Several studies have been conducted to answer the question of why so many kids who grow up in church leave as soon as they are out on their own.  While there is no one answer for an exodus from the faith, there have been some common reasons why some young adults walk away.

  1. A relationship with Jesus is replaced by a code of conduct – faith becomes about a list of do’s and don’ts.
  2. The church doesn’t help answer their questions and doubts – whether it be emotional, intellectual or spiritual doubt.  Instead it is considered a sin to doubt God in any way.
  3. We don’t give them answers.  Our society is bombarded with philosophical and scientific opposition to Christian beliefs, yet we never prepare them to defend their faith.

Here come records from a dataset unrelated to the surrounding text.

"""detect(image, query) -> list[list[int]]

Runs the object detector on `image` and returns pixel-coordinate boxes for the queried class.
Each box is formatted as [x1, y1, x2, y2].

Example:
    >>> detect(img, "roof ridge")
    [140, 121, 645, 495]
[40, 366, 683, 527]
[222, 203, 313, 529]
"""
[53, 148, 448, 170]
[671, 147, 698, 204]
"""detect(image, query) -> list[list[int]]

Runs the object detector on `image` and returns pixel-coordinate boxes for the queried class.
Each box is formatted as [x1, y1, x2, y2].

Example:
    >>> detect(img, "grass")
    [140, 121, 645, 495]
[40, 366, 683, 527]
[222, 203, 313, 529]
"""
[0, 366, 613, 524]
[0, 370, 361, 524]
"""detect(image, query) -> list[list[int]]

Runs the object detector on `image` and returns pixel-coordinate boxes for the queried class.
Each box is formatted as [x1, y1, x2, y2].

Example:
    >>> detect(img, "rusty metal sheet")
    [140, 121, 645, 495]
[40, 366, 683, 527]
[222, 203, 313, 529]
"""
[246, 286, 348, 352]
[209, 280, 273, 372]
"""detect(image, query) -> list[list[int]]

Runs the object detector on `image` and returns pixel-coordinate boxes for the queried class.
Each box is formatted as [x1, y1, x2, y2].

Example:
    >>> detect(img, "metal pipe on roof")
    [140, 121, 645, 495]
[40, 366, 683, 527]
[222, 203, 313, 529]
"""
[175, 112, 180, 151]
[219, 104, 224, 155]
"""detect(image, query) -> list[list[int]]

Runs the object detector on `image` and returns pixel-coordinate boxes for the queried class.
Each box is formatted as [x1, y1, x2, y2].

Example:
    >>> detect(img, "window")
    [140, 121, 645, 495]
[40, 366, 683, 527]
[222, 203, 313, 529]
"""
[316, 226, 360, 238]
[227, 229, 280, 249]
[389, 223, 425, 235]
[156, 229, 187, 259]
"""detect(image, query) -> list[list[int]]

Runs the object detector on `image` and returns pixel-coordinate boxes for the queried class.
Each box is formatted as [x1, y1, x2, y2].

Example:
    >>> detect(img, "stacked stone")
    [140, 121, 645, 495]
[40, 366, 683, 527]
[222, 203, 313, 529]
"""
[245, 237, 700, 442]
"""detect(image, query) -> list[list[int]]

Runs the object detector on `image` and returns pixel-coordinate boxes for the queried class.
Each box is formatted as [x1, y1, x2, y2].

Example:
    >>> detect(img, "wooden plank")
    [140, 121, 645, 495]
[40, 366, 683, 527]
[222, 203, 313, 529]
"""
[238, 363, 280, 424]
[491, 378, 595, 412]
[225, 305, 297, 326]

While there are no guarantees as we raise our children to love Jesus that they will choose to follow Him, there are some things that seem to keep kids connected to God even when they are older.

  1. Emphasize a relationship with Jesus as opposed to following a set of rules.
  2. Involve them with other age groups within your faith community.  One study found that teens who were involved with other age groups were more likely to keep their faith.  Those who were segregated (didn’t worship frequently with other adults) shelved their faith and those with few or little significant caring adults didn’t stay connected with their faith at all.
  3. Be an active parent.  Take your responsibility seriously in their spiritual development. Talk about faith with them.  Allow them to ask questions.
  4. The most important factor that studies reveal is the importance of being an example.  Who you ARE, not just what you say or do, shapes your children’s faith.

If you are willing to set an authentic example and walk with them along their faith journey.  If you are willing to surround them with a community of believers that love and encourage them, then doubts can lead to firm conviction and deeper faith.

What do you do actively as a parent to help your child in his spiritual development (more than just coming to church on Sundays)?    Do you talk and act the same way at home that you do at work or with friends?  Are you an example of Jesus in your child’s life?